Decisions to remove books must not be made in a “narrowly
partisan or political manner or to limit or bias student access to ideas. They may be constitutional if they
advanced a curricular purpose, and responded to educational disruption. Speech
during a school-sponsored event may be curtailed to protect educational
purposes. Administrators have authority to determine the appropriate content of
a school-sponsored student newspaper and are required to control the content to
achieve educational goals.
Schools may not indoctrinate students into particular
ideologies or silence teachers who wish to speak out on issues of public
concern. Any introduction of religion into schools violates the First
Amendment’s establishment clause. Unpopular speech may disrupt the functioning of
public schools, but radical and unpopular speech on a university campus
advances educational objectives and mission to engage in dynamic discussions. Hate
speech codes are found unconstitutional because they target disfavored speech
and reduce the flow of information and ideas. Punishing speech on the grounds
that they are unseemly or offensive are unconstitutional overbroad.
Key Definitions
Treason- The betrayal of one's own country by waging
war against it or by consciously or purposely acting to aid its enemies
http://legal-dictionary.thefreedictionary.com/treason
Chilling effect-
the discouragement of a constitutional right, especially free speech, by any
practice that creates uncertainty about the proper exercise of that right
Espionage- The act of securing information of a
military or political nature that a competing nation holds secret. It can
involve the analysis of diplomatic reports, publications, statistics, and
broadcasts, as well as spying, a clandestine activity carried out by an
individual or individuals working under secret identity to gather classified
information on behalf of another entity or nation.
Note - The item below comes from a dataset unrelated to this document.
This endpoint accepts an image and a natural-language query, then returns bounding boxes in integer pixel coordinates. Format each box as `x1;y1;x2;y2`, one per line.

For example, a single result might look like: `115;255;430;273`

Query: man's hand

http://legal-dictionary.thefreedictionary.com/espionage
Orthodoxy- a
belief or a way of thinking that is accepted as true or correct
http://www.merriam-webster.com/dictionary/orthodoxy
Important Cases
Texas v. Johnson- flag
burning- symbolic speech and is protected under the First Amendment as long as
it does not hinder compelling interest or fail the Brandenburg test.
Tinker v Des Moines
Independent Community School District-black armbands-symbolic speech was
protected under the First Amendment and did not disrupt education. School
administrators did not have authority to control students’ silent political
expression unless it materially/substantially disrupted educational activities.
Virginia v. Black-
established punishable threats and rationale for punishment
Relevant Doctrine
The Brandenburg Test
Incitement test allows punishment of “advocacy of illegal
action” if speech is:
1. Directed
toward inciting
2. Immediate
violence or illegal action and
3. Is
likely to produce that action
Government may punish criticism of government or advocacy of
radical ideas only when speakers intentionally incite immediate illegal
activity.
Fighting Words
Under the Supreme Court’s fighting words doctrine, the First
Amendment does not protect words that:
1. Are
directed at an individual
2. That
automatically inflict emotional harm or trigger violence
Threat
A punishable threat exists if:
1. The
speaker intended the statement to be a threat; and
2. The
statement, taken in context, conveys the speaker’s intention to do bodily harm
to the target
Rationales for government punishment of truly threatening
speech include:
1. Protecting
individuals from the fear of violence
2. Protecting
society from the disruptive effects of violent threats
3. Pre-empting
the violence threatened by the speaker; and
4. Preventing
coercion of the target of threats
Questions/Concerns:
1. How can you measure the impact of hate speech?
2. If threats are vague but followed by a hate crime not committed by the speaker, are they punishable?